De invoering van een dwingend voorgeschreven verplichting voor (grote) ondernemingen tot gepaste zorgvuldigheid ter voorkoming van kinderarbeid in de internationale productieketen lijkt een kwestie van tijd. Dat vooruitzicht vormt samen met het belangrijke uitgangspunt (het voorkomen van kinderarbeid) een krachtig argument deze gepaste zorgvuldigheid nu al te betrachten, voor zover dat binnen een onderneming al niet gebeurt.[xviii]
De opstellers van respectievelijk de Wet zorgplicht kinderarbeid en het recente wetsvoorstel verwijzen voor de uitwerking van gepaste zorgvuldigheid naar de OESO-richtlijnen voor multinationale ondernemingen en voor kinderarbeid specifiek naar de ILO-IOE Child Labour Guidance Tool for Business.[xix] Daarnaast bestaan andere hulmiddelen, zoals de OESO Due Diligence Handreiking voor Maatschappelijk Verantwoord Ondernemen.[xx]
General Counsels kunnen nu dus al stappen nemen om te voldoen aan nog in te voeren regelgeving omtrent gepaste zorgvuldigheid, mede ter voorkoming van kinderarbeid. De onderstaande zes stappen conform de OESO Due Diligence Handreiking voor MVO zijn bij het doorlopende proces omtrent gepaste zorgvuldigheid behulpzaam:
- Integreer maatschappelijk verantwoord ondernemen in het beleid en de managementsystemen van de onderneming (onder meer) ter voorkoming van kinderarbeid.

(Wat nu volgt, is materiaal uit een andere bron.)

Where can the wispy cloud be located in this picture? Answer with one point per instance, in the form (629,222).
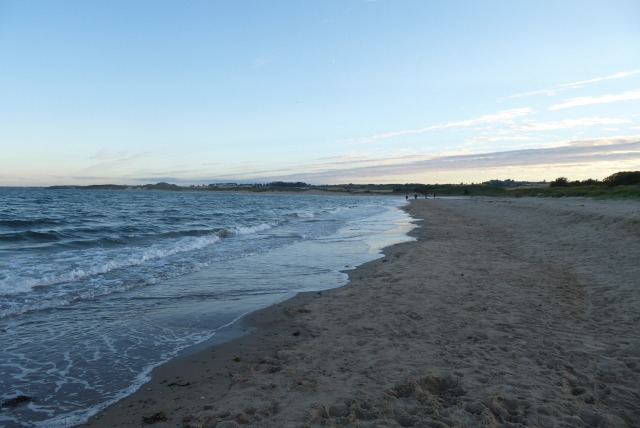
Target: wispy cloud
(575,85)
(570,123)
(111,164)
(583,101)
(620,151)
(505,116)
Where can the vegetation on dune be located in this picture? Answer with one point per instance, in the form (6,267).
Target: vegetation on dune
(621,185)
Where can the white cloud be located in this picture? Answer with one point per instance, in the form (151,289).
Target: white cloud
(570,123)
(505,116)
(582,101)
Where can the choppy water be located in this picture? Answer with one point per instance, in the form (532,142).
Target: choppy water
(99,287)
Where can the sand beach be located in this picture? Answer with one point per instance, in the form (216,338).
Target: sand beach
(503,312)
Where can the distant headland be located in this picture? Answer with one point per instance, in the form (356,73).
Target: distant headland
(624,184)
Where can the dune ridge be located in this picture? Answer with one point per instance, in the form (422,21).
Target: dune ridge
(504,312)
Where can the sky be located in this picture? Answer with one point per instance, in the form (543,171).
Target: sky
(320,91)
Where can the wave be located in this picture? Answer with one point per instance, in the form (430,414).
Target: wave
(20,224)
(17,285)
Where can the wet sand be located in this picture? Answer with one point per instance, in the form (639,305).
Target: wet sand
(504,312)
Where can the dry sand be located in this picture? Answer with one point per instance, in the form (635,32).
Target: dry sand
(504,312)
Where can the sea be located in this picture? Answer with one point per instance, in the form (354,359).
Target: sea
(98,287)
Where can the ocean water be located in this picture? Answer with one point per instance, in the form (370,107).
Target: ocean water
(98,287)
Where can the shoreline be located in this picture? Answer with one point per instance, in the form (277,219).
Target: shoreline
(504,311)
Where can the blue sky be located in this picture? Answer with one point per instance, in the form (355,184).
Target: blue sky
(321,91)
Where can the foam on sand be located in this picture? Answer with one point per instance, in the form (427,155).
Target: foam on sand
(504,312)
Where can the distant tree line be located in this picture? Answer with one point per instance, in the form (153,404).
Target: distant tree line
(287,184)
(622,178)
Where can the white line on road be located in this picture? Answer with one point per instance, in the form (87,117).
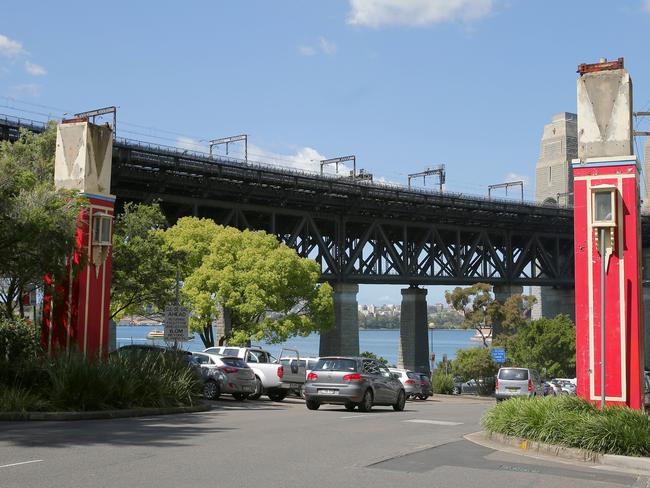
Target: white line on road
(433,422)
(24,462)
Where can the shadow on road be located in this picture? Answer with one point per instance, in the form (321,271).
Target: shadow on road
(156,431)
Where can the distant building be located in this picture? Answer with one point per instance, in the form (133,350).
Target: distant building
(559,145)
(554,186)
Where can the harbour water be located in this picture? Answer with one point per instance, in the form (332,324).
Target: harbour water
(383,343)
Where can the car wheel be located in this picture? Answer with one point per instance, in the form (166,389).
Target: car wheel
(366,402)
(211,390)
(312,404)
(401,401)
(258,389)
(278,396)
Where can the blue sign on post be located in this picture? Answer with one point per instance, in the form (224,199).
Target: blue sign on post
(499,355)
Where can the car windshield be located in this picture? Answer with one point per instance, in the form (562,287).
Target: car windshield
(336,364)
(234,362)
(513,374)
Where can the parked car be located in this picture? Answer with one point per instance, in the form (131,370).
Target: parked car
(460,386)
(224,374)
(295,370)
(410,381)
(267,369)
(517,382)
(556,387)
(426,388)
(353,382)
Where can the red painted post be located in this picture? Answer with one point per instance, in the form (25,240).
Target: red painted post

- Identificeer en beoordeel het risico op kinderarbeid.
- Onderneem actie voor het beëindigen, voorkomen en beperken van kinderarbeid.
- Monitor de praktische toepassing van het beleid en de resultaten.
- Communiceer over hoe kinderarbeid wordt aangepakt.
- Zorg voor herstelmaatregelen of werk hieraan mee, wanneer dit van toepassing is.